Ronnie Moberly was named Outstanding Farmer, and Rita Fox was given the Outstanding Community Service Award. Fox publishes a quarterly paper, Paint Lick Reflections, and sits on numerous boards in the community.

Moberly manages a 775-acre farm on Crab Orchard Road, along with owning and running his own farm with his wife. They raise cattle, hay and grain. Moberly also is a member of the National Resource Conservation Board.


Brooke Long and Will Stevens were named Outstanding Students. Both teens are seniors at Garrard County High.

Long is Student Council treasurer, a member of 4-H, a winner in the Royal Essay contest, holds a superior rating for public speaking, and was junior class vice president. She is currently a co-op student and plans to go into medical diagnosting testing.

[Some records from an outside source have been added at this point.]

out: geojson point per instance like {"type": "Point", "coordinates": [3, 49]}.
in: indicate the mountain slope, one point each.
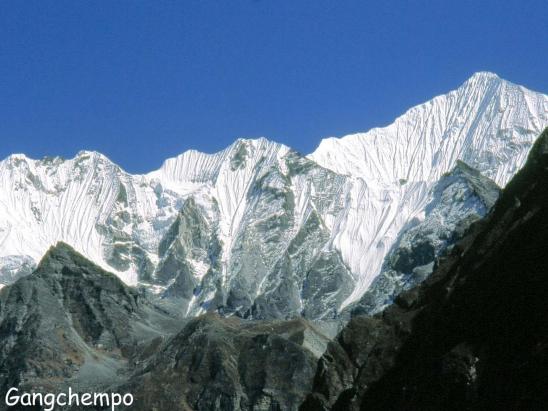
{"type": "Point", "coordinates": [473, 336]}
{"type": "Point", "coordinates": [277, 223]}
{"type": "Point", "coordinates": [488, 123]}
{"type": "Point", "coordinates": [71, 323]}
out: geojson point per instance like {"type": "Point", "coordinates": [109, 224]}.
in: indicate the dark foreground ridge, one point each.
{"type": "Point", "coordinates": [474, 336]}
{"type": "Point", "coordinates": [70, 323]}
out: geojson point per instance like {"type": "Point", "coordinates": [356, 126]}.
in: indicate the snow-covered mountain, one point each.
{"type": "Point", "coordinates": [258, 229]}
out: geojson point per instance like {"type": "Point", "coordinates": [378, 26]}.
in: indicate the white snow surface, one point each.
{"type": "Point", "coordinates": [489, 123]}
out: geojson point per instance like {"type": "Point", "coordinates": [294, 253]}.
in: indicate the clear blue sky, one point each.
{"type": "Point", "coordinates": [141, 81]}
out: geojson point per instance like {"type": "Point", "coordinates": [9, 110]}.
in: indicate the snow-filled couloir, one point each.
{"type": "Point", "coordinates": [274, 233]}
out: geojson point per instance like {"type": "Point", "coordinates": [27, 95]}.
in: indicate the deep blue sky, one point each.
{"type": "Point", "coordinates": [141, 81]}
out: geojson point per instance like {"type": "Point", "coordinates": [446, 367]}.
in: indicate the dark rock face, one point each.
{"type": "Point", "coordinates": [70, 321]}
{"type": "Point", "coordinates": [474, 336]}
{"type": "Point", "coordinates": [219, 363]}
{"type": "Point", "coordinates": [72, 324]}
{"type": "Point", "coordinates": [460, 198]}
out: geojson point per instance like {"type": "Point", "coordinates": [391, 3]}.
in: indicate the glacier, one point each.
{"type": "Point", "coordinates": [284, 233]}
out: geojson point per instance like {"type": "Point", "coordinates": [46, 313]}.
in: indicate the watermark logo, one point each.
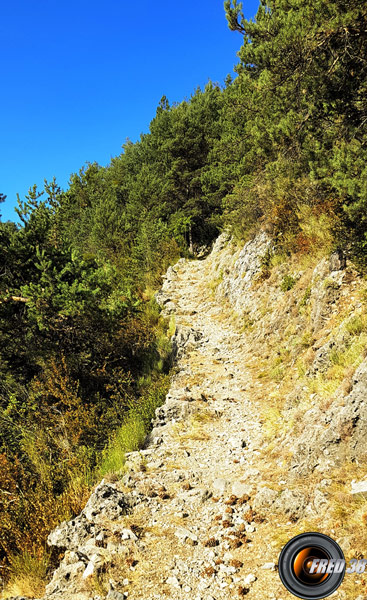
{"type": "Point", "coordinates": [312, 566]}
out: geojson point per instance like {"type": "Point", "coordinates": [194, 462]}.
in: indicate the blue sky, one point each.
{"type": "Point", "coordinates": [79, 77]}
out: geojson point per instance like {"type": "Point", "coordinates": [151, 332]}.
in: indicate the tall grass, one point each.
{"type": "Point", "coordinates": [131, 434]}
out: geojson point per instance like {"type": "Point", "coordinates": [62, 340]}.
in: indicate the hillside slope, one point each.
{"type": "Point", "coordinates": [260, 438]}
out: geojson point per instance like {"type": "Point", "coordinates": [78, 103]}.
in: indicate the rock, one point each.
{"type": "Point", "coordinates": [337, 261]}
{"type": "Point", "coordinates": [264, 498]}
{"type": "Point", "coordinates": [359, 487]}
{"type": "Point", "coordinates": [127, 534]}
{"type": "Point", "coordinates": [249, 579]}
{"type": "Point", "coordinates": [184, 535]}
{"type": "Point", "coordinates": [173, 581]}
{"type": "Point", "coordinates": [64, 576]}
{"type": "Point", "coordinates": [269, 566]}
{"type": "Point", "coordinates": [205, 495]}
{"type": "Point", "coordinates": [172, 410]}
{"type": "Point", "coordinates": [106, 502]}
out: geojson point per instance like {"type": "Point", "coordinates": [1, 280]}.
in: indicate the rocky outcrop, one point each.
{"type": "Point", "coordinates": [196, 512]}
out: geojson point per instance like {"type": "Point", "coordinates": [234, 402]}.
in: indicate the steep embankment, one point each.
{"type": "Point", "coordinates": [261, 435]}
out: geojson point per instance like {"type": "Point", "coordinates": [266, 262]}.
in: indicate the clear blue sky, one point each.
{"type": "Point", "coordinates": [79, 77]}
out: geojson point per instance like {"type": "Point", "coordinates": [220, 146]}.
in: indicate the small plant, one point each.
{"type": "Point", "coordinates": [356, 325]}
{"type": "Point", "coordinates": [288, 283]}
{"type": "Point", "coordinates": [211, 543]}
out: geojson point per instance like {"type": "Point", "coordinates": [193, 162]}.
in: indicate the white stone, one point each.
{"type": "Point", "coordinates": [269, 566]}
{"type": "Point", "coordinates": [220, 485]}
{"type": "Point", "coordinates": [240, 489]}
{"type": "Point", "coordinates": [173, 581]}
{"type": "Point", "coordinates": [359, 487]}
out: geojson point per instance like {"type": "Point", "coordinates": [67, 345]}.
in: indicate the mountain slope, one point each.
{"type": "Point", "coordinates": [260, 437]}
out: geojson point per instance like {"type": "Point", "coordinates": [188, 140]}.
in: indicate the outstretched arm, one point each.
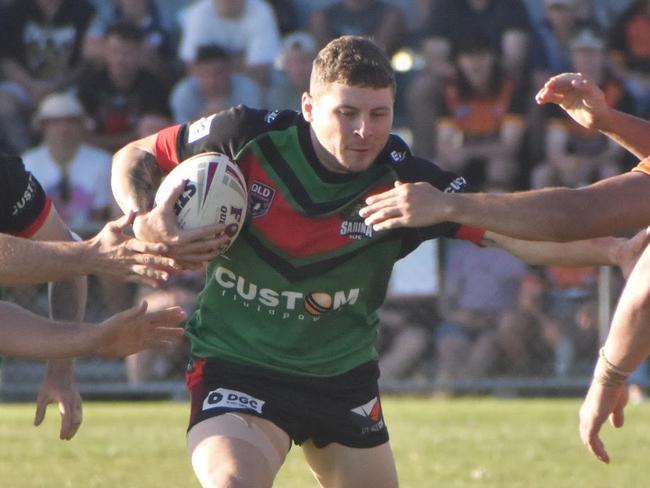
{"type": "Point", "coordinates": [27, 335]}
{"type": "Point", "coordinates": [110, 253]}
{"type": "Point", "coordinates": [611, 206]}
{"type": "Point", "coordinates": [585, 102]}
{"type": "Point", "coordinates": [600, 251]}
{"type": "Point", "coordinates": [67, 303]}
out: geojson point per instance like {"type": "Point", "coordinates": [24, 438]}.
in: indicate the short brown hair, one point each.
{"type": "Point", "coordinates": [353, 61]}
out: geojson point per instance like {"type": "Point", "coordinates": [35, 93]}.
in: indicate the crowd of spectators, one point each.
{"type": "Point", "coordinates": [80, 78]}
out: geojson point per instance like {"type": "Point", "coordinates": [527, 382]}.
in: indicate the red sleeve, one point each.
{"type": "Point", "coordinates": [32, 228]}
{"type": "Point", "coordinates": [165, 148]}
{"type": "Point", "coordinates": [471, 234]}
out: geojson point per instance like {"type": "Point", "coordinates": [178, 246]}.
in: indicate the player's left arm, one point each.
{"type": "Point", "coordinates": [600, 251]}
{"type": "Point", "coordinates": [67, 303]}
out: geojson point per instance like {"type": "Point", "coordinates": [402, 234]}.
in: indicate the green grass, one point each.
{"type": "Point", "coordinates": [441, 443]}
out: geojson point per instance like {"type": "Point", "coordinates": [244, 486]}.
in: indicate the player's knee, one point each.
{"type": "Point", "coordinates": [221, 477]}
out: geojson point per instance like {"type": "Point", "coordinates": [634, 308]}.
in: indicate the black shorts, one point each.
{"type": "Point", "coordinates": [345, 409]}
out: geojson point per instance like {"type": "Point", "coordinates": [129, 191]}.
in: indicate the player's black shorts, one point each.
{"type": "Point", "coordinates": [344, 408]}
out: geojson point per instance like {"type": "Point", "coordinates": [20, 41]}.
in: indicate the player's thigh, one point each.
{"type": "Point", "coordinates": [338, 466]}
{"type": "Point", "coordinates": [237, 450]}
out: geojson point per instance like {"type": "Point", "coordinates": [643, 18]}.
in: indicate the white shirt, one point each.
{"type": "Point", "coordinates": [89, 179]}
{"type": "Point", "coordinates": [255, 33]}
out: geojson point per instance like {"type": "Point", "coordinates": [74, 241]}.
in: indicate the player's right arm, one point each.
{"type": "Point", "coordinates": [27, 335]}
{"type": "Point", "coordinates": [136, 176]}
{"type": "Point", "coordinates": [611, 206]}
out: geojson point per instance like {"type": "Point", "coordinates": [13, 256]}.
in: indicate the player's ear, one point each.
{"type": "Point", "coordinates": [307, 105]}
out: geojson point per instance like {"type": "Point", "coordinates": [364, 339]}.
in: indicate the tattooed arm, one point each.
{"type": "Point", "coordinates": [136, 176]}
{"type": "Point", "coordinates": [600, 251]}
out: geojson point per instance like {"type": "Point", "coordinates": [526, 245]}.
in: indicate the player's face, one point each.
{"type": "Point", "coordinates": [350, 125]}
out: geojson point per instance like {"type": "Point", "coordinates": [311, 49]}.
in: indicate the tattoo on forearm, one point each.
{"type": "Point", "coordinates": [144, 179]}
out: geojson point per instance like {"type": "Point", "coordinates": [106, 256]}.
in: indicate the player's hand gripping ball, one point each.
{"type": "Point", "coordinates": [215, 192]}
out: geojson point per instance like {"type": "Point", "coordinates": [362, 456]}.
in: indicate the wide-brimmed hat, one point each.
{"type": "Point", "coordinates": [60, 106]}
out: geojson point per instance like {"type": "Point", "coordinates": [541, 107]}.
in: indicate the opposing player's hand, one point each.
{"type": "Point", "coordinates": [119, 256]}
{"type": "Point", "coordinates": [189, 248]}
{"type": "Point", "coordinates": [58, 387]}
{"type": "Point", "coordinates": [579, 97]}
{"type": "Point", "coordinates": [601, 403]}
{"type": "Point", "coordinates": [136, 329]}
{"type": "Point", "coordinates": [406, 205]}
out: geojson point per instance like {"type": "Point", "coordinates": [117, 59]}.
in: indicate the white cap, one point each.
{"type": "Point", "coordinates": [59, 106]}
{"type": "Point", "coordinates": [296, 41]}
{"type": "Point", "coordinates": [586, 38]}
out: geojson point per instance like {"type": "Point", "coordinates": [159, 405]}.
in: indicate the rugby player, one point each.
{"type": "Point", "coordinates": [283, 339]}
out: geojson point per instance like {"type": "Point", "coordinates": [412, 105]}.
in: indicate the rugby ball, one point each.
{"type": "Point", "coordinates": [215, 192]}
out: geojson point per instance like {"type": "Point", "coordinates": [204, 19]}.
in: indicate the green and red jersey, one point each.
{"type": "Point", "coordinates": [299, 289]}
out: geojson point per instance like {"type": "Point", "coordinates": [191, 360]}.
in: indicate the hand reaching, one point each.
{"type": "Point", "coordinates": [190, 248]}
{"type": "Point", "coordinates": [117, 255]}
{"type": "Point", "coordinates": [136, 329]}
{"type": "Point", "coordinates": [579, 97]}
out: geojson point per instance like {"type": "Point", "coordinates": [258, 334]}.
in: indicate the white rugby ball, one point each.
{"type": "Point", "coordinates": [215, 192]}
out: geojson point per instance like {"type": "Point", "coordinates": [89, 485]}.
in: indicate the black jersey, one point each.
{"type": "Point", "coordinates": [23, 203]}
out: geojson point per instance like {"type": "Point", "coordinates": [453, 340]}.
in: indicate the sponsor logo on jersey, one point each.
{"type": "Point", "coordinates": [353, 225]}
{"type": "Point", "coordinates": [372, 412]}
{"type": "Point", "coordinates": [232, 399]}
{"type": "Point", "coordinates": [398, 156]}
{"type": "Point", "coordinates": [260, 198]}
{"type": "Point", "coordinates": [286, 304]}
{"type": "Point", "coordinates": [457, 185]}
{"type": "Point", "coordinates": [271, 116]}
{"type": "Point", "coordinates": [199, 129]}
{"type": "Point", "coordinates": [27, 197]}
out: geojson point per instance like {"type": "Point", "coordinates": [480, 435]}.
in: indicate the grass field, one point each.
{"type": "Point", "coordinates": [437, 443]}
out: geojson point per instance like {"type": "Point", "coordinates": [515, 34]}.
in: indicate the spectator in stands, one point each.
{"type": "Point", "coordinates": [480, 126]}
{"type": "Point", "coordinates": [212, 86]}
{"type": "Point", "coordinates": [74, 174]}
{"type": "Point", "coordinates": [504, 22]}
{"type": "Point", "coordinates": [381, 21]}
{"type": "Point", "coordinates": [152, 122]}
{"type": "Point", "coordinates": [291, 78]}
{"type": "Point", "coordinates": [160, 34]}
{"type": "Point", "coordinates": [247, 29]}
{"type": "Point", "coordinates": [630, 52]}
{"type": "Point", "coordinates": [286, 15]}
{"type": "Point", "coordinates": [40, 52]}
{"type": "Point", "coordinates": [479, 286]}
{"type": "Point", "coordinates": [118, 94]}
{"type": "Point", "coordinates": [550, 51]}
{"type": "Point", "coordinates": [576, 156]}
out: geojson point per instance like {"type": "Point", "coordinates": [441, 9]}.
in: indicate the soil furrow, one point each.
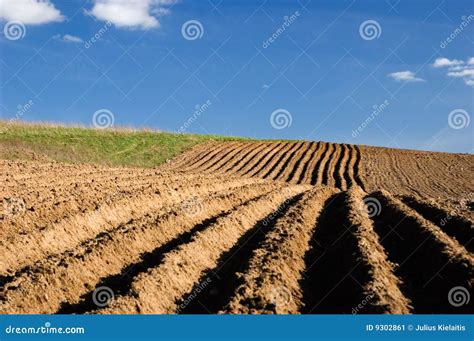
{"type": "Point", "coordinates": [455, 226]}
{"type": "Point", "coordinates": [302, 164]}
{"type": "Point", "coordinates": [271, 281]}
{"type": "Point", "coordinates": [289, 162]}
{"type": "Point", "coordinates": [430, 263]}
{"type": "Point", "coordinates": [289, 171]}
{"type": "Point", "coordinates": [241, 162]}
{"type": "Point", "coordinates": [276, 163]}
{"type": "Point", "coordinates": [319, 176]}
{"type": "Point", "coordinates": [382, 288]}
{"type": "Point", "coordinates": [65, 278]}
{"type": "Point", "coordinates": [264, 160]}
{"type": "Point", "coordinates": [336, 278]}
{"type": "Point", "coordinates": [71, 231]}
{"type": "Point", "coordinates": [158, 290]}
{"type": "Point", "coordinates": [219, 159]}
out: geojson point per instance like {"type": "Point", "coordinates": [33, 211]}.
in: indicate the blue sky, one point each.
{"type": "Point", "coordinates": [323, 77]}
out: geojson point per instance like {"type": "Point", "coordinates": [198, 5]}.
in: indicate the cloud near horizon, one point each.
{"type": "Point", "coordinates": [131, 14]}
{"type": "Point", "coordinates": [458, 68]}
{"type": "Point", "coordinates": [29, 12]}
{"type": "Point", "coordinates": [68, 38]}
{"type": "Point", "coordinates": [405, 76]}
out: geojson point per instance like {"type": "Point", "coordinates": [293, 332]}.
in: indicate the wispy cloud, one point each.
{"type": "Point", "coordinates": [131, 14]}
{"type": "Point", "coordinates": [29, 12]}
{"type": "Point", "coordinates": [67, 38]}
{"type": "Point", "coordinates": [405, 76]}
{"type": "Point", "coordinates": [458, 68]}
{"type": "Point", "coordinates": [443, 62]}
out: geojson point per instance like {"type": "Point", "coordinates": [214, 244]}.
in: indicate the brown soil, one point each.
{"type": "Point", "coordinates": [240, 227]}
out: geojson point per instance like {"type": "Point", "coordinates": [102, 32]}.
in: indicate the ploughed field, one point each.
{"type": "Point", "coordinates": [241, 227]}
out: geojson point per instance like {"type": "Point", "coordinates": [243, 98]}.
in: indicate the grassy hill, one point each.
{"type": "Point", "coordinates": [119, 146]}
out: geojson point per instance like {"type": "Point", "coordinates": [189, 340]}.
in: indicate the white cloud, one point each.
{"type": "Point", "coordinates": [405, 76]}
{"type": "Point", "coordinates": [131, 14]}
{"type": "Point", "coordinates": [458, 69]}
{"type": "Point", "coordinates": [467, 72]}
{"type": "Point", "coordinates": [442, 62]}
{"type": "Point", "coordinates": [29, 12]}
{"type": "Point", "coordinates": [67, 38]}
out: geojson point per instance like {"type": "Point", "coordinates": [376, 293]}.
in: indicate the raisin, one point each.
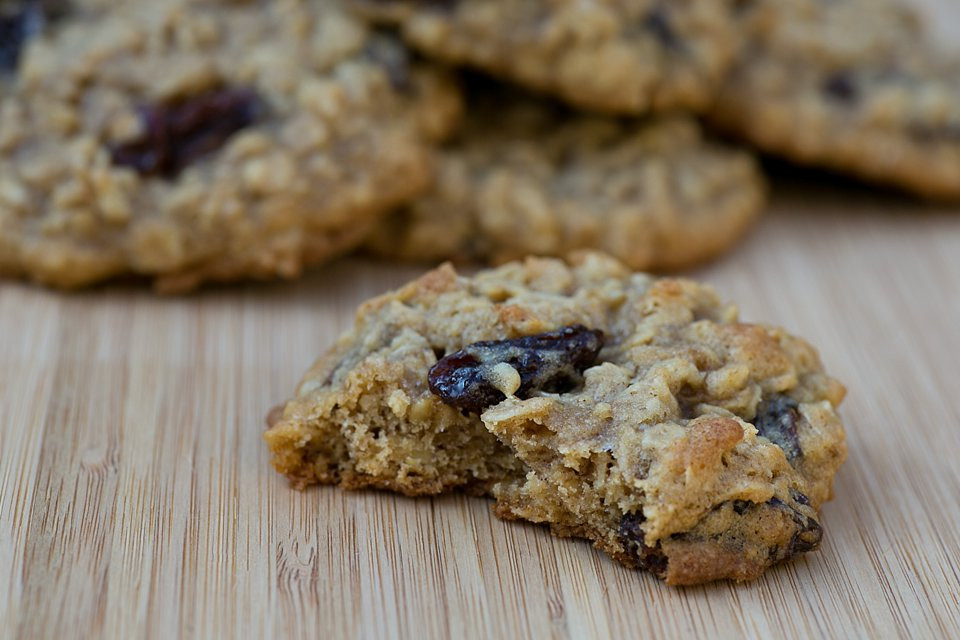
{"type": "Point", "coordinates": [177, 133]}
{"type": "Point", "coordinates": [387, 51]}
{"type": "Point", "coordinates": [809, 532]}
{"type": "Point", "coordinates": [740, 506]}
{"type": "Point", "coordinates": [19, 21]}
{"type": "Point", "coordinates": [841, 87]}
{"type": "Point", "coordinates": [552, 362]}
{"type": "Point", "coordinates": [659, 25]}
{"type": "Point", "coordinates": [777, 418]}
{"type": "Point", "coordinates": [631, 537]}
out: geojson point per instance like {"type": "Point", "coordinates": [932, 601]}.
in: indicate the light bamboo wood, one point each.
{"type": "Point", "coordinates": [136, 499]}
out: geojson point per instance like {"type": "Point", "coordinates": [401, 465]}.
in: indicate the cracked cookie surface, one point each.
{"type": "Point", "coordinates": [620, 56]}
{"type": "Point", "coordinates": [191, 141]}
{"type": "Point", "coordinates": [676, 438]}
{"type": "Point", "coordinates": [849, 85]}
{"type": "Point", "coordinates": [526, 177]}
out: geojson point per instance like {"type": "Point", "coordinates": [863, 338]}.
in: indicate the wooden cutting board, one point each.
{"type": "Point", "coordinates": [136, 498]}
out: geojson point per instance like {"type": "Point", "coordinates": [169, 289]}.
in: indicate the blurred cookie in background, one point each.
{"type": "Point", "coordinates": [191, 141]}
{"type": "Point", "coordinates": [621, 57]}
{"type": "Point", "coordinates": [851, 85]}
{"type": "Point", "coordinates": [526, 176]}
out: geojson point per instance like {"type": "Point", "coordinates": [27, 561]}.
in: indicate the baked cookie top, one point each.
{"type": "Point", "coordinates": [525, 176]}
{"type": "Point", "coordinates": [851, 85]}
{"type": "Point", "coordinates": [189, 141]}
{"type": "Point", "coordinates": [639, 413]}
{"type": "Point", "coordinates": [621, 56]}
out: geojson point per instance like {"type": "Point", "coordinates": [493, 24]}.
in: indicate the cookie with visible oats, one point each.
{"type": "Point", "coordinates": [635, 412]}
{"type": "Point", "coordinates": [190, 141]}
{"type": "Point", "coordinates": [849, 85]}
{"type": "Point", "coordinates": [620, 56]}
{"type": "Point", "coordinates": [527, 177]}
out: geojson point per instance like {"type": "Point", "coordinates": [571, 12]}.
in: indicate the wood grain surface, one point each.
{"type": "Point", "coordinates": [136, 499]}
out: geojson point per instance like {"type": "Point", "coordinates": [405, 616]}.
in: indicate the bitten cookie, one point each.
{"type": "Point", "coordinates": [190, 141]}
{"type": "Point", "coordinates": [635, 412]}
{"type": "Point", "coordinates": [526, 177]}
{"type": "Point", "coordinates": [850, 85]}
{"type": "Point", "coordinates": [618, 56]}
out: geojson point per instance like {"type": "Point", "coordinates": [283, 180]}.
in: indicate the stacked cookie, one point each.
{"type": "Point", "coordinates": [637, 413]}
{"type": "Point", "coordinates": [210, 140]}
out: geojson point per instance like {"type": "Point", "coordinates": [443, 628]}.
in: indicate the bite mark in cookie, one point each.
{"type": "Point", "coordinates": [430, 392]}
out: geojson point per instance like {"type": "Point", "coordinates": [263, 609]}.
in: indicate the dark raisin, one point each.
{"type": "Point", "coordinates": [551, 362]}
{"type": "Point", "coordinates": [809, 532]}
{"type": "Point", "coordinates": [740, 506]}
{"type": "Point", "coordinates": [659, 25]}
{"type": "Point", "coordinates": [841, 87]}
{"type": "Point", "coordinates": [177, 133]}
{"type": "Point", "coordinates": [387, 51]}
{"type": "Point", "coordinates": [19, 21]}
{"type": "Point", "coordinates": [799, 497]}
{"type": "Point", "coordinates": [631, 537]}
{"type": "Point", "coordinates": [777, 419]}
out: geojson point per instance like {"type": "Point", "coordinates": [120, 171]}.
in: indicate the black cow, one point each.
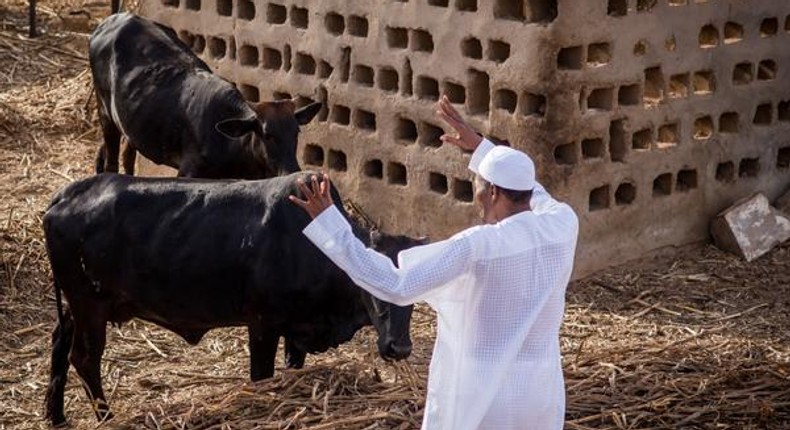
{"type": "Point", "coordinates": [193, 255]}
{"type": "Point", "coordinates": [154, 90]}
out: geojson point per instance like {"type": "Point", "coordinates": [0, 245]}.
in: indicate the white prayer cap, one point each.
{"type": "Point", "coordinates": [508, 168]}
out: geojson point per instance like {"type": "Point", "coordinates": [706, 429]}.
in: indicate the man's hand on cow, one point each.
{"type": "Point", "coordinates": [317, 195]}
{"type": "Point", "coordinates": [466, 137]}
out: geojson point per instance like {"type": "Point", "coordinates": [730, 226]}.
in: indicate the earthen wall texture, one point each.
{"type": "Point", "coordinates": [647, 116]}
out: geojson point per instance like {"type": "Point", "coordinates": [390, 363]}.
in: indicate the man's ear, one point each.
{"type": "Point", "coordinates": [306, 114]}
{"type": "Point", "coordinates": [238, 127]}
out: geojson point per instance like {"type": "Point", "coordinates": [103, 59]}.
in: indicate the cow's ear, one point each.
{"type": "Point", "coordinates": [306, 114]}
{"type": "Point", "coordinates": [237, 127]}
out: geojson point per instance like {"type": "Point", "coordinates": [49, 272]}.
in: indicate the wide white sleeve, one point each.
{"type": "Point", "coordinates": [421, 269]}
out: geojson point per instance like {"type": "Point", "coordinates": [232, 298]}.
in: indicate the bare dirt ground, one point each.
{"type": "Point", "coordinates": [693, 339]}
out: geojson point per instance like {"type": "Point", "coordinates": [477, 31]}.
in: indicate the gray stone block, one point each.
{"type": "Point", "coordinates": [750, 227]}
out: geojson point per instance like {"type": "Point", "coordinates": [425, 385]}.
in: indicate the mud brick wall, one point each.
{"type": "Point", "coordinates": [647, 116]}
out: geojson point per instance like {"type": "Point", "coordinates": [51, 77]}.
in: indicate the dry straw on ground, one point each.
{"type": "Point", "coordinates": [693, 339]}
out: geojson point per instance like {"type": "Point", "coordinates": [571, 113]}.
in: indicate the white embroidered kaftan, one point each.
{"type": "Point", "coordinates": [499, 293]}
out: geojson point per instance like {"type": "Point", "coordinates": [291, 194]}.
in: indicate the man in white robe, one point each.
{"type": "Point", "coordinates": [498, 290]}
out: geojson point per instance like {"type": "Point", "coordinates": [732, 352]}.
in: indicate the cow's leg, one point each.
{"type": "Point", "coordinates": [263, 350]}
{"type": "Point", "coordinates": [107, 158]}
{"type": "Point", "coordinates": [86, 353]}
{"type": "Point", "coordinates": [62, 338]}
{"type": "Point", "coordinates": [294, 357]}
{"type": "Point", "coordinates": [129, 156]}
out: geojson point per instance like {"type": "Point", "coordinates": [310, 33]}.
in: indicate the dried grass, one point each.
{"type": "Point", "coordinates": [694, 339]}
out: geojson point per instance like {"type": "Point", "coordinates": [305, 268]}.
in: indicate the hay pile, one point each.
{"type": "Point", "coordinates": [694, 339]}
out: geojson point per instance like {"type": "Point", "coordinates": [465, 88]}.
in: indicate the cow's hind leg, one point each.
{"type": "Point", "coordinates": [129, 156]}
{"type": "Point", "coordinates": [86, 352]}
{"type": "Point", "coordinates": [294, 357]}
{"type": "Point", "coordinates": [62, 338]}
{"type": "Point", "coordinates": [263, 350]}
{"type": "Point", "coordinates": [107, 158]}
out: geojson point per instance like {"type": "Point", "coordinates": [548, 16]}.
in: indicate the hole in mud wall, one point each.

Stevens is president of Future Business Leaders of America, on the soccer, tennis and cross country teams, a National Merit Scholarship finalist, and holds a 4.0 GPA. He plans to attend Transylvania University.

Recipients of the Paul Harris Fellow Award, given yearly by the Rotary Club, were John Anderson and Earl Shaw. They received plaques and gold medals, which represent the Rotary's goal of achieving world understanding and peace. There are 726 Paul Harris Fellows in the nation.

Following the banquet and awards ceremony, the crowd moved into the school auditorium to hear "master liar" Bill Lepp.

"I suppose that the Chamber just thought it logical to have someone who works in Frankfort introduce a master liar" said Barry Peel, a chamber director, while warming up the crowd before Lepp hit the stage.

Lepp amused the crowd with his largely exaggerated antics of growing up in rural West Virginia and stories about the infamous "Buck Dog," just to name a few. Lepp intertwined homegrown phrases and antidotes with his unique experiences as a former Methodist preacher and kept the crowd roaring throughout the recital of each preposterous tale.

Judy Clark, chamber vice president, served as chairwoman of the Farm-City Banquet Committee and received recognition for her role in the success of the event.

There are 67 businesses affiliated as members with the Garrard County Chamber of Commerce

Dr. James Rucker, chamber president, served as emcee.